Expert Tutorial

Introduction to Amazon SageMaker and Reinforcement Learning, part 1

30 minutes

Posted on: February 18, 2019

Learn Sumerian
Introduction to Amazon SageMaker and Reinforcement Learning, part 1



In this tutorial you will learn about:

Amazon SageMaker provides every developer and data scientist the ability to build, train, and deploy machine learning (ML) models. Reinforcement Learning (RL) is a segment of ML that focuses on how software agents ought to take actions in an environment so as to take action for a cumulative reward, such as a numerical score in a simulated game.

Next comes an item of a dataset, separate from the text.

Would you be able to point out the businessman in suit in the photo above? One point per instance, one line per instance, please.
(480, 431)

In the following two-part tutorial series, you will learn how to use SageMaker for RL, using Amazon Sumerian as the simulation environment.

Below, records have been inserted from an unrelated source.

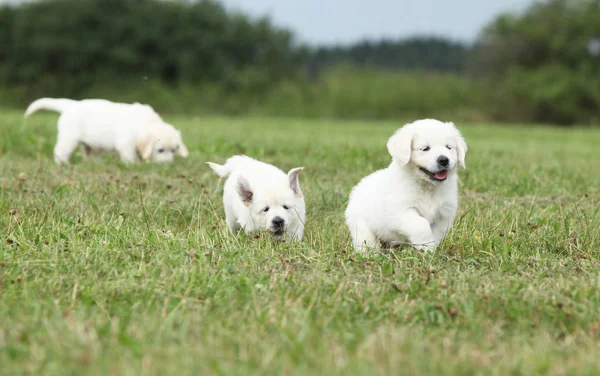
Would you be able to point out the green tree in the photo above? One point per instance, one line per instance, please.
(542, 62)
(61, 47)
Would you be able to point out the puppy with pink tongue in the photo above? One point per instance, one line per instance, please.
(413, 201)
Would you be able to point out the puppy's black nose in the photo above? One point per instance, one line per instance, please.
(278, 222)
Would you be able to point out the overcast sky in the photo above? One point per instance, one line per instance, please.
(346, 21)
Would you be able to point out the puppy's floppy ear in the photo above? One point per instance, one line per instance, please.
(244, 190)
(294, 182)
(145, 146)
(461, 148)
(400, 145)
(182, 149)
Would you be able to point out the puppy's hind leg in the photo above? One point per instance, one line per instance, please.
(362, 236)
(232, 223)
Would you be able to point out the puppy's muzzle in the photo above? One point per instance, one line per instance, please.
(278, 226)
(443, 161)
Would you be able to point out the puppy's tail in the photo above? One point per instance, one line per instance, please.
(222, 171)
(50, 104)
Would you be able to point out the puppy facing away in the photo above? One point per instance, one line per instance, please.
(260, 196)
(414, 200)
(135, 131)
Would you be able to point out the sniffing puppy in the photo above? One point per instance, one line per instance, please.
(134, 131)
(260, 196)
(414, 200)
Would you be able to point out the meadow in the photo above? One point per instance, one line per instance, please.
(108, 269)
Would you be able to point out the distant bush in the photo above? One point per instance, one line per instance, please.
(417, 53)
(343, 92)
(64, 47)
(542, 62)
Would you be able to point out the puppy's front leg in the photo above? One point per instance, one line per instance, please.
(417, 230)
(440, 228)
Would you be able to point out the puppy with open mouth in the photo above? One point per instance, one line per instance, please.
(414, 200)
(259, 196)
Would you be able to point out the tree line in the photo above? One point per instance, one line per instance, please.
(540, 65)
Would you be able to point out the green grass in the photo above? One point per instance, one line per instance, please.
(109, 270)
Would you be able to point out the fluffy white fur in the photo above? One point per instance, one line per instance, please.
(414, 200)
(259, 196)
(134, 131)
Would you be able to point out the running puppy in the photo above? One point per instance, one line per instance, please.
(414, 200)
(260, 196)
(134, 131)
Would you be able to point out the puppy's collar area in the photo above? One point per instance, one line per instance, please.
(435, 176)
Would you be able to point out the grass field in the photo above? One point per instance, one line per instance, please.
(107, 269)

Before we dive into learning how to use Amazon Sumerian as a simulator for RL, we’ll do a run through of the SageMaker RL workflow using the canonical Cart-Pole example.

You’ll learn about the following:

  • Amazon SageMaker
  • Machine learning
  • RL


Before you begin, make sure you are able to read Python script and you have some familiarity with Reinforcement Learning concepts.

Watch a recent AWS Twitch stream to learn more.

Step 1: Sign In to the AWS Management Console and Open the Amazon SageMaker Console

  1. Sign In to the AWS Management Console and Open the Amazon SageMaker Console

  2. To get started, choose Create notebook instance.

    The main workflow for Amazon SageMaker involves Jupyter Notebooks. A notebook is a webpage with embedded Python cells that execute code. It’s a nice mashup of documentation and Python interpreter. Create notebook instance begins the process of creating an Amazon EC2 instance running an environment that hosts the notebook.

  3. Name your new instance. We used “sumerianRL”.

  4. Choose your instance type. This selects the EC2 instance to run on. The default is ml.t2.medium, which is fine for this tutorial.

  5. Create an AWS Identity and Access Management (IAM) role. Amazon SageMaker will use this IAM role in your account to create resources on your behalf using the SageMakerFullAccess IAM policy. Accept the default values for this tutorial. The default values for VPC, Lifecycle configuration, Encryption key, and Volume size are all fine for this tutorial.

  6. In the Git repository section, we’ll add the sagemaker-examples repository at sagemaker-examples. Choose Clone a public Git repository to this notebook instance only from the dropdown menu. For the Git repository URL, enter the following:

  7. Choose Create notebook instance to create the instance.

Note: This creates resources in your AWS account. Depending on your usage, you might exceed the free tier and you could be billed for resources specified for this exercise tutorial.

Step 2: Use the Notebook Instance

Amazon SageMaker takes a few moments to generate the resources for your instance. The Notebook instance page on the Amazon SageMaker console shows a list of notebooks you’ve created. Wait for Status to change from Pending to InService. You can use this page to manage your notebook. Typically, we start the instance when we are actively using it, then stop it when finished.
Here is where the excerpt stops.